Quelques temps plus tard, j’eus l’occasion de l’apercevoir une dernière fois. Descendu à la station Concorde, je remontais la rue Royale pour rejoindre non loin de là un ancien camarade d’école communale. André Laguiole était installé à la terrasse d’un café. De sa place, il pouvait observer le porche de l’Ecole d’Infirmières Sainte Cécile d’où entraient et sortaient sans discontinuer de jeunes et jolies jeunes femmes. Sur sa table, où s’accumulaient comme au Cyrano plusieurs demis pression vides et des mégots fumant, il n’y avait pas le moindre ordinateur portable. L’orientation défavorable de la terrasse expliquait son teint blafard. Assis en permanence à l’ombre où la chaleur des derniers rayons du soleil ne risquait pas de favoriser son assoupissement, il souriait à cette charmante noria d’étudiantes. C’eut été indécent de le déranger tant sa béatitude faisait plaisir à voir. Je me demandai ce qui avait bien pu le faire changer de café. Levant les yeux, je découvris le nom de l’établissement où André Laguiole travaillait désormais : c’était le Marcel Proust, place de la Madeleine.

FIN

 

4 réflexions sur « Aux terrasses ensoleillées de sa jeunesse (2/2) »

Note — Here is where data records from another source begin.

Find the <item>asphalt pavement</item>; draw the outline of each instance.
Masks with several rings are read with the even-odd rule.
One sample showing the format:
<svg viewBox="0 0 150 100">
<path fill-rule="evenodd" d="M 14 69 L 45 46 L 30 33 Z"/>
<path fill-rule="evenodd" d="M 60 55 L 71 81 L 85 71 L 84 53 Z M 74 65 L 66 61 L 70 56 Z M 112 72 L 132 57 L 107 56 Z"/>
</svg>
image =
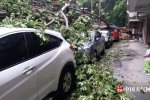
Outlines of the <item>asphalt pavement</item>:
<svg viewBox="0 0 150 100">
<path fill-rule="evenodd" d="M 114 46 L 122 48 L 124 56 L 121 59 L 114 58 L 112 69 L 114 77 L 118 81 L 124 81 L 127 92 L 134 96 L 134 100 L 150 100 L 150 76 L 144 71 L 145 45 L 135 40 L 129 40 L 125 44 Z"/>
</svg>

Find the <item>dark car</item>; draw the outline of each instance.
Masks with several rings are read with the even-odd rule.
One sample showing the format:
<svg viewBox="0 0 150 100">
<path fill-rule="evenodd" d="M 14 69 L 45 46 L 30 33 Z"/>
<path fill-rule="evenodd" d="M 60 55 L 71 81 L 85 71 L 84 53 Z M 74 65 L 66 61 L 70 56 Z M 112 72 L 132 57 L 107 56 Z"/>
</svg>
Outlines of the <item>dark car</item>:
<svg viewBox="0 0 150 100">
<path fill-rule="evenodd" d="M 105 52 L 105 38 L 99 31 L 90 31 L 90 40 L 83 43 L 78 50 L 88 54 L 89 60 L 99 58 Z"/>
</svg>

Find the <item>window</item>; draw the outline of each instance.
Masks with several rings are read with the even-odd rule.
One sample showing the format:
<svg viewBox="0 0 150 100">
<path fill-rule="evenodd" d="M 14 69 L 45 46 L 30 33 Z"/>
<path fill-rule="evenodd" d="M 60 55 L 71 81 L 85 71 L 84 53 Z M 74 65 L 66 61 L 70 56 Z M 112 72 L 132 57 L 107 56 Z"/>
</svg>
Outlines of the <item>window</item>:
<svg viewBox="0 0 150 100">
<path fill-rule="evenodd" d="M 24 34 L 0 38 L 0 71 L 27 59 Z"/>
<path fill-rule="evenodd" d="M 49 34 L 45 34 L 46 38 L 48 39 L 46 42 L 44 42 L 41 38 L 39 38 L 38 35 L 36 35 L 36 33 L 33 32 L 25 33 L 25 36 L 30 58 L 36 57 L 42 53 L 57 48 L 62 42 L 61 39 Z"/>
</svg>

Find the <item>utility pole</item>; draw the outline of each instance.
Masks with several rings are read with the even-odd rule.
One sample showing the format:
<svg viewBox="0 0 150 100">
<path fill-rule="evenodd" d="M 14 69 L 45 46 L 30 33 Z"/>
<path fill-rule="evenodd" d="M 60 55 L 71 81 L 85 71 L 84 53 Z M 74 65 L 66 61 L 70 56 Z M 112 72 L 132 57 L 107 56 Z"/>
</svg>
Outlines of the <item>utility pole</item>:
<svg viewBox="0 0 150 100">
<path fill-rule="evenodd" d="M 101 0 L 99 0 L 99 17 L 101 16 Z M 101 20 L 99 18 L 99 26 L 100 26 Z"/>
</svg>

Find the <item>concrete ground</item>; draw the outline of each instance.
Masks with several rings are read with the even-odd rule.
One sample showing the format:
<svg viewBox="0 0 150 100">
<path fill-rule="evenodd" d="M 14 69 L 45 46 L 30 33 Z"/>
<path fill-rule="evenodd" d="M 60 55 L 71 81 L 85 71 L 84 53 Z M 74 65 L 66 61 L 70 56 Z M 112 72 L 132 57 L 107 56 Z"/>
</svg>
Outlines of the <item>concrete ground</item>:
<svg viewBox="0 0 150 100">
<path fill-rule="evenodd" d="M 150 87 L 150 76 L 147 76 L 144 71 L 144 53 L 146 48 L 144 44 L 140 44 L 135 40 L 130 40 L 126 44 L 114 46 L 122 48 L 124 56 L 121 59 L 115 59 L 112 63 L 114 77 L 118 81 L 124 81 L 127 87 Z M 144 89 L 143 89 L 144 90 Z M 140 89 L 142 91 L 142 89 Z M 131 92 L 134 95 L 134 100 L 150 100 L 149 92 Z"/>
</svg>

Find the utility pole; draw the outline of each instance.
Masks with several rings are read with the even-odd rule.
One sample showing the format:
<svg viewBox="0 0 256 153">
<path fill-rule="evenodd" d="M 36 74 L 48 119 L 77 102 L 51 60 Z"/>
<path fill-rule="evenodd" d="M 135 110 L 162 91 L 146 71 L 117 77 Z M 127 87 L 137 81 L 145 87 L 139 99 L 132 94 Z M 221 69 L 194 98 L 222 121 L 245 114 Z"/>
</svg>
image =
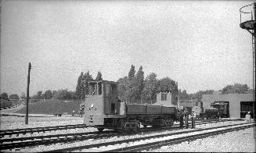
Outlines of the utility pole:
<svg viewBox="0 0 256 153">
<path fill-rule="evenodd" d="M 27 104 L 26 104 L 25 124 L 28 124 L 28 100 L 29 100 L 29 83 L 31 81 L 31 62 L 29 62 L 28 74 L 27 74 Z"/>
</svg>

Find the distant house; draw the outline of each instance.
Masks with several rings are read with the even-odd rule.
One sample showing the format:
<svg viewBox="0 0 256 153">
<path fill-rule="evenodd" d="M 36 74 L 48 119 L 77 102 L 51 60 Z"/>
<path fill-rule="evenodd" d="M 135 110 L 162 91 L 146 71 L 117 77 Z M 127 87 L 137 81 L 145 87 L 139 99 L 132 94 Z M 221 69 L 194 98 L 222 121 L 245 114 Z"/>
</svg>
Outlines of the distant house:
<svg viewBox="0 0 256 153">
<path fill-rule="evenodd" d="M 229 116 L 235 118 L 243 118 L 249 111 L 254 113 L 255 110 L 253 94 L 203 94 L 202 102 L 205 109 L 210 108 L 215 102 L 226 103 Z"/>
</svg>

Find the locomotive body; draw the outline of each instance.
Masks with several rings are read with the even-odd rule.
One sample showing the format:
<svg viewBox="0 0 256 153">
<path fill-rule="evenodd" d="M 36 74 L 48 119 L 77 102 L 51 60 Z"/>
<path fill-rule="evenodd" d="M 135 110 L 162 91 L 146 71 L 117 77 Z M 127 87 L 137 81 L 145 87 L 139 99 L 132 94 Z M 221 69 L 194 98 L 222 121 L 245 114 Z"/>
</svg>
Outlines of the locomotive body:
<svg viewBox="0 0 256 153">
<path fill-rule="evenodd" d="M 126 104 L 118 100 L 117 83 L 92 80 L 88 84 L 85 105 L 84 123 L 98 128 L 137 130 L 140 125 L 171 126 L 175 107 Z"/>
</svg>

  1. Jolie et plaisante histoire, narrée avec brio.
    Les talents convergent !
    Si je pouvais me permettre, j’avancerais une une hypothèse pour répondre à la question fondamentale que se pose l’auteur: « Je me demandais ce qui avait bien pu le faire changer de café ». Certes, le Marcel Proust est une réponse possible, parfaitement ciselée pour faire rosir de plaisir le propriétaire du blog qui nous accueille, mais ne serait-ce pas plutôt, en cette période où elles sont tant sollicitées, pour rendre un hommage appuyé (et de proximité) aux infirmières ?

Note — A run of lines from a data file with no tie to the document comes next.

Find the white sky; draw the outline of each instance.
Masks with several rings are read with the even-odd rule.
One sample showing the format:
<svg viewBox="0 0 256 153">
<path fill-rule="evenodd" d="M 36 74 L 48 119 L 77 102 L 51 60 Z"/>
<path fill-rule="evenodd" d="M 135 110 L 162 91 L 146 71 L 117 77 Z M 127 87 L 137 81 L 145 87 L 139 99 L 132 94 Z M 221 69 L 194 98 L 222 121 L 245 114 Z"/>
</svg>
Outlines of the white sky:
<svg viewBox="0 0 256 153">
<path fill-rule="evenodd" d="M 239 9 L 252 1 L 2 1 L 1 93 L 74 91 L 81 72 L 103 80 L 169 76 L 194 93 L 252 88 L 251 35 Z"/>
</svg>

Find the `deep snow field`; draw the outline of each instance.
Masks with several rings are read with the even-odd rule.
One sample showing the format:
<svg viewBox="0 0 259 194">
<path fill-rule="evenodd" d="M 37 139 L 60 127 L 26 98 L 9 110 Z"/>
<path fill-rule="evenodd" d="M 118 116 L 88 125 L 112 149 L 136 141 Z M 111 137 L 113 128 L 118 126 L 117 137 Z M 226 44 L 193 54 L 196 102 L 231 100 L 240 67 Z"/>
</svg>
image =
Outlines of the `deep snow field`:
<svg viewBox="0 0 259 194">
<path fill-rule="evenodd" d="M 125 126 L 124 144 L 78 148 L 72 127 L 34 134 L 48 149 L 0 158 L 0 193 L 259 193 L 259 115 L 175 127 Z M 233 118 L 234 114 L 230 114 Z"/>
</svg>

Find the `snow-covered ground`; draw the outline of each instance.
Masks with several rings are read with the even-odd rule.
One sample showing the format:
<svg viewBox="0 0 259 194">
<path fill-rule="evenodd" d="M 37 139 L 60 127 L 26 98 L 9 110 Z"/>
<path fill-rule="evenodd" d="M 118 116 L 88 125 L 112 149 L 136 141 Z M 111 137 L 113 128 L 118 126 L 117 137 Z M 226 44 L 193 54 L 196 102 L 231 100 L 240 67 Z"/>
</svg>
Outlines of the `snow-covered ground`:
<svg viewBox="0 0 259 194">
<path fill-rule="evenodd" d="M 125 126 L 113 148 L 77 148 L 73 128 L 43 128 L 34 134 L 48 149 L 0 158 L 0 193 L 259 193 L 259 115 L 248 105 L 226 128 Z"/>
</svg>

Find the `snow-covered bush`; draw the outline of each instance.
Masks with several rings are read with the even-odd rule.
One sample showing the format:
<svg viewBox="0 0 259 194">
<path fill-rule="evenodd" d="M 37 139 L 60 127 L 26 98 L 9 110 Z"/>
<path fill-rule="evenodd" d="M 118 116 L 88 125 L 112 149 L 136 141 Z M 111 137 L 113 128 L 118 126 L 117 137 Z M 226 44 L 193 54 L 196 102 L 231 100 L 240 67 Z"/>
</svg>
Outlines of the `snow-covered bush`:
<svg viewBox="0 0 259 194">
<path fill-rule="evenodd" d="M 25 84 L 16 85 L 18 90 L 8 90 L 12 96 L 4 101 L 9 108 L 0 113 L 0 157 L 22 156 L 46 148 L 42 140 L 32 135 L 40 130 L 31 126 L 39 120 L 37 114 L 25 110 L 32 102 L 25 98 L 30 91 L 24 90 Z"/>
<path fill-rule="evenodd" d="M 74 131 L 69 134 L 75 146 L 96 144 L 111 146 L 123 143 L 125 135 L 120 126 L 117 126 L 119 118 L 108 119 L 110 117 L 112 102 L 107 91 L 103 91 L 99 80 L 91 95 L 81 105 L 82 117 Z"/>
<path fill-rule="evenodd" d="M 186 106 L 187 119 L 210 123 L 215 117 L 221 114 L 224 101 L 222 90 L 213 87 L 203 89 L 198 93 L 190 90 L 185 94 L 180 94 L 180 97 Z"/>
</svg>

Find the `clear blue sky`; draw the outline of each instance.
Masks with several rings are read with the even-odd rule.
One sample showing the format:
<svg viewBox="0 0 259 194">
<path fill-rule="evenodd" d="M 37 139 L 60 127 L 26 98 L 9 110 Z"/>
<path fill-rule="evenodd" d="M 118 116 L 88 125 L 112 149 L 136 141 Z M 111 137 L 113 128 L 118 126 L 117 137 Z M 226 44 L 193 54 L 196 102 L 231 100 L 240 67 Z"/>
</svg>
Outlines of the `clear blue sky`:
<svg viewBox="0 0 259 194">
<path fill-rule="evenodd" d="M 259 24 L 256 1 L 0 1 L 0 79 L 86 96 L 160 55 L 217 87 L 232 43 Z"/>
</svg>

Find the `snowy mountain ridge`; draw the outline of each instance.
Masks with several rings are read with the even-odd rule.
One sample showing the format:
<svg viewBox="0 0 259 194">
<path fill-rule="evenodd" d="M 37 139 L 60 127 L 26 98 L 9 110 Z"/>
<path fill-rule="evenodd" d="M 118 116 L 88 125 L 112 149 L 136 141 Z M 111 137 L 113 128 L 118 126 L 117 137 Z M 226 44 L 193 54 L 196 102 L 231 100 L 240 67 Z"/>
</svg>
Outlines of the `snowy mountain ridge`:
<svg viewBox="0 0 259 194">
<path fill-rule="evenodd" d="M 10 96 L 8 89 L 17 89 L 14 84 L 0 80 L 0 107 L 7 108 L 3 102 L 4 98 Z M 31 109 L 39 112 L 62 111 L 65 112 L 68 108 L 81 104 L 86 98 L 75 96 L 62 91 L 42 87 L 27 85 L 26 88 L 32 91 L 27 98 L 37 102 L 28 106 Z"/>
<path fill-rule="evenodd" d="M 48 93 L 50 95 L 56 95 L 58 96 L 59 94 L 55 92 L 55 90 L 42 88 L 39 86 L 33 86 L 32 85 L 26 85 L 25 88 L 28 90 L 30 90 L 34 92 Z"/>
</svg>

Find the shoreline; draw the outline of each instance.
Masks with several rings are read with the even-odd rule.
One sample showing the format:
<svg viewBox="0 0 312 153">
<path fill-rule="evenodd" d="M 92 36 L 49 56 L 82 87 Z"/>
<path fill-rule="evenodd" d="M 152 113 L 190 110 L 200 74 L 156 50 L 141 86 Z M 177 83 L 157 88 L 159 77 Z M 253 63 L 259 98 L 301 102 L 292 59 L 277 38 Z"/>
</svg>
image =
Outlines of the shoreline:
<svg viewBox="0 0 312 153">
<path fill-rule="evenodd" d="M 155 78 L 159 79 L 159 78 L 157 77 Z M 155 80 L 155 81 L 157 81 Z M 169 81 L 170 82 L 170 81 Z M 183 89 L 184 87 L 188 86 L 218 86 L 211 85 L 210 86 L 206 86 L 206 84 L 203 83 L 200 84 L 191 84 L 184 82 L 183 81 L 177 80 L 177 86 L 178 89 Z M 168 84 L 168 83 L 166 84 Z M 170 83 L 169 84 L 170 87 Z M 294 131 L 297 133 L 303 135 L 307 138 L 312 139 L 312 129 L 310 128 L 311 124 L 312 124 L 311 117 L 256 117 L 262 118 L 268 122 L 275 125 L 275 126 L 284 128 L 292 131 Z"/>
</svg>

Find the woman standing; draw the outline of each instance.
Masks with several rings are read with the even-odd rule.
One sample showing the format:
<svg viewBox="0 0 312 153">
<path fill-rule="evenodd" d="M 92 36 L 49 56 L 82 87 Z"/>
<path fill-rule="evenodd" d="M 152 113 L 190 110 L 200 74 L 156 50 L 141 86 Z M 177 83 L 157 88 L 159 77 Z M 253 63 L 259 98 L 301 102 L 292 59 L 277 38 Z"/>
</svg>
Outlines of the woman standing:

  2. L affection est récente elledate d hier.je devrais pouvoir l enrayer en appliquant procédure conseillée.

  3. Pour ce qui est des photos, je n’ai aucune idée de la raison de leur absence. Il ne semble pas que le problème se rencontre chez d’autres. En informatique, il est fréquent que les problèmes se résolvent par deux manières :
    1- faire la mise à jour de ton iPhone
    et/ou
    2-éteindre puis rallumer ton iPhone

    Tu pourrais aussi voir tout ça sur ordinateur, c’est quand même plus confoirtable.
    Tiens moi au courant. Il serait dommage que tu sois obligée de commenter « à l’aveugle » comme pour un vulgaire test microbiologique.

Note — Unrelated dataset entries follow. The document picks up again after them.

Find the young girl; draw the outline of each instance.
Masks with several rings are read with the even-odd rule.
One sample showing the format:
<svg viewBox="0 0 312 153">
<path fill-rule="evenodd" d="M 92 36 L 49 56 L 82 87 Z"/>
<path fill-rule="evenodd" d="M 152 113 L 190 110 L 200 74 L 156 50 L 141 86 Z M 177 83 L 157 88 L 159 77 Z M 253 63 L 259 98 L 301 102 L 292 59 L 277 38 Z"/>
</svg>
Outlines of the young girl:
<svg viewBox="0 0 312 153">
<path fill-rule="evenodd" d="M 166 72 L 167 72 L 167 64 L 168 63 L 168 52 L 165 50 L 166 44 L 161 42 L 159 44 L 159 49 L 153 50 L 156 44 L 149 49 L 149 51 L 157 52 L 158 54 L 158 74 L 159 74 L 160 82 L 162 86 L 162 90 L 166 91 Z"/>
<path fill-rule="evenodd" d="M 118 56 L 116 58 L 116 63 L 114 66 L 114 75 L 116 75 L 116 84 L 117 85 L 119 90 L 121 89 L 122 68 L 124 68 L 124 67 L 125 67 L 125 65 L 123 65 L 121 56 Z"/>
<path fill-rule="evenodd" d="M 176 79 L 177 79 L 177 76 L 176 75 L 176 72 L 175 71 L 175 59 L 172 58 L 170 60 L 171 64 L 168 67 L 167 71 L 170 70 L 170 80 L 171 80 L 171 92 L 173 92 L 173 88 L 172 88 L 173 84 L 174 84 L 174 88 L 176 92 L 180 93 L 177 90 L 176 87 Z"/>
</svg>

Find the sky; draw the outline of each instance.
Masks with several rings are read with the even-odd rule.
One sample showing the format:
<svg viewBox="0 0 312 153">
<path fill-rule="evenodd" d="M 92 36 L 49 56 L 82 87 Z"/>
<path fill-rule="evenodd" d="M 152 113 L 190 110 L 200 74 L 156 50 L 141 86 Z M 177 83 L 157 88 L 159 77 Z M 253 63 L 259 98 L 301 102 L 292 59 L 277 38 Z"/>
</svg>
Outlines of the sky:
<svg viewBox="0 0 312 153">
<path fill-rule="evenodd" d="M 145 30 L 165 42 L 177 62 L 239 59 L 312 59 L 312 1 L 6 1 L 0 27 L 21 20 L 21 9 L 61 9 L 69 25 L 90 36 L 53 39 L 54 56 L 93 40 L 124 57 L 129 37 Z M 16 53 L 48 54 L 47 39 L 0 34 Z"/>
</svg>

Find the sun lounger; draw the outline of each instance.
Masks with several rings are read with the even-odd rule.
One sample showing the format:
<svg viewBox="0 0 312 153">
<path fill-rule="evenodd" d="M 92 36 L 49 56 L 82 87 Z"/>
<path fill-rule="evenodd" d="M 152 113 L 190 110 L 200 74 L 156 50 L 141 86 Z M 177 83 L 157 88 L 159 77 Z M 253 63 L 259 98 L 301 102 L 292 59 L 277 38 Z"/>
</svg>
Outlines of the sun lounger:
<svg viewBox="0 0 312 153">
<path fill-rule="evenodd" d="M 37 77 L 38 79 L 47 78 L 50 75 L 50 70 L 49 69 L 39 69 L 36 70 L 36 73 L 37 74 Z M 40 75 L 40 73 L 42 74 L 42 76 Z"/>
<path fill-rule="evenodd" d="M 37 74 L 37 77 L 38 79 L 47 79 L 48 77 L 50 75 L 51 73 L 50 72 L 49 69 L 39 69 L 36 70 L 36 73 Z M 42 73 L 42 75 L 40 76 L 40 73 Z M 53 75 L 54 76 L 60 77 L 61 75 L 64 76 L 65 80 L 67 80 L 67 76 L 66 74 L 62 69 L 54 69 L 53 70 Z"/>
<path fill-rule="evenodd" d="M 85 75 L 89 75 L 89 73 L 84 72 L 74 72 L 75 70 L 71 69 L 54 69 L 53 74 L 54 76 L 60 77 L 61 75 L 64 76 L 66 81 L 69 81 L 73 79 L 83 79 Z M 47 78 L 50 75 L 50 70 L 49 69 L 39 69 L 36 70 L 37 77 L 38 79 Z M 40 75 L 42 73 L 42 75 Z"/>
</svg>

  4. Réclamation : mon journal du matin me parvient certes à l heure, mais privé d illustration .
    J imagine que c est une délicatesse de l éditeur, ne voulant pas infliger une détresse supplémentaire à ses lecteurs en illustrant  » les terrasses ensoleillées  » épisode 2
    Aucun espoir de les revoir le 11 Mai….
    À propos de cet épisode : Donc nos deux auteurs ont une prédilection pour les terrasses;
    Intéressant…. pour être publiée je vais donc creuser ce que m inspiré,le bistrot , pas du coin , intitulé chez Jose ; pas bougnat non plus.
    Je note cependant une différence notable entre nos deux auteurs : l un nous fait croire qu il n ecoute que les conversations d éditeur, l autre, plus honnête, évoque les jolies , jeunes passantes étudiantes , infirmières, pas masquées…
    Certes on nous a prévenus,les Terrasses, n est pas une auto fiction.